La Sauber-Petronas de Nieck Heidfeld, sous la pluie, durant les essais d'Imola. Keystone

Quatrième épreuve de la saison, le 22e Grand Prix de Saint-Marin s'annonce humide. Ferrari et Sauber Petronas pourraient en profiter.

Ce contenu a été publié le 13 avril 2002 - 13:46

Ce dimanche, la pluie devrait tomber drue sur le tracé d'Imola. Du moins selon l'avis des météorologues. Ces prévisions ne sont pas pour déplaire au quadruple champion du monde Michael Schumacher. Déjà vainqueur en Emilie-Romagne en 1994 sur Benetton-Ford, en 1999 et 2000 sur Ferrari.

Le cheval cabré frappe

Impérial acrobate devant l'Eternel lorsque les eaux s'abattent du ciel, l'Allemand a en effet toutes les chances de récolter son troisième succès de l'année. Après Melbourne et Sao Paulo. Et prendre ainsi le large sur les Williams-BMW de son frère Ralf Schumacher, vainqueur à Saint-Marin en 2001, et de son intime ennemi Juan Pablo Montoya.

Vendredi, lors des essais libres, Michael Schumacher a donné la couleur. Rouge. Au volant de sa F2002, le leader actuel du championnat a mis ses poursuivants à distance respectable. Seul son coéquipier Rubens Barrichello a limité les dégâts. Le bitume était, lui, détrempé.
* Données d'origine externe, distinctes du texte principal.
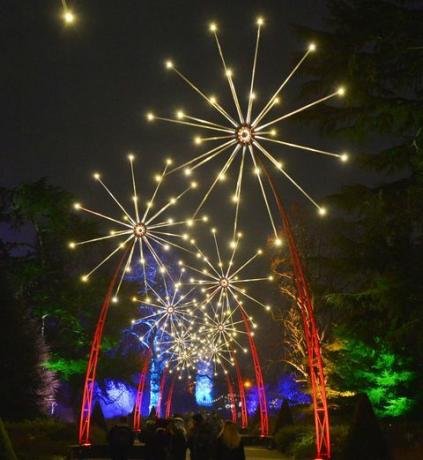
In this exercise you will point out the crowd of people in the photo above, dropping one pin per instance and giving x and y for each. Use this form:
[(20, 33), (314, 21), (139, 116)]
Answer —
[(206, 438)]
Ferrari et Bridgestone rit sous cape.

Heurts et malheurs

Equipés des mêmes pneumatiques que la Scuderia, les Sauber Petronas sont à la recherche de leurs marques dans le paddock de la F1. Leur début de saison est en dents de scie. La guigne était au rendez-vous en Australie et au Brésil. Aucun des deux bolides n'étant passé sous le drapeau à damiers.

En Malaisie, sur le circuit de Sepang, Nick Heidfeld et Felipe Massa s'étaient quelque peu rassurés. Ils avaient engrangé leurs premiers points. Plaçant à ce jour l'écurie suisse à une provisoire cinquième place au classement des constructeurs.

Au pied du podium

Sur l'«Autodromo Enzo e Dino Ferrari», les C21 chères à Peter Sauber vont souffrir. Tout comme les autres monstres vrombissants. Imola est diablement exigeant. Accélérations et décélérations vertigineuses s'enchaînent sur les 4,933 km de la boucle. Les G s'accumulent. Moteurs et freins sont mis à rude épreuve.

Par le passé, le team helvète a obtenu quelques accessits à Saint-Marin. Son meilleur résultat est un quatrième rang, grâce à l'Autrichien Karl Wendlinger. C'était le 1er mai 1994. Un jour demeuré tristement célèbre. Ayrton Senna perdait la vie.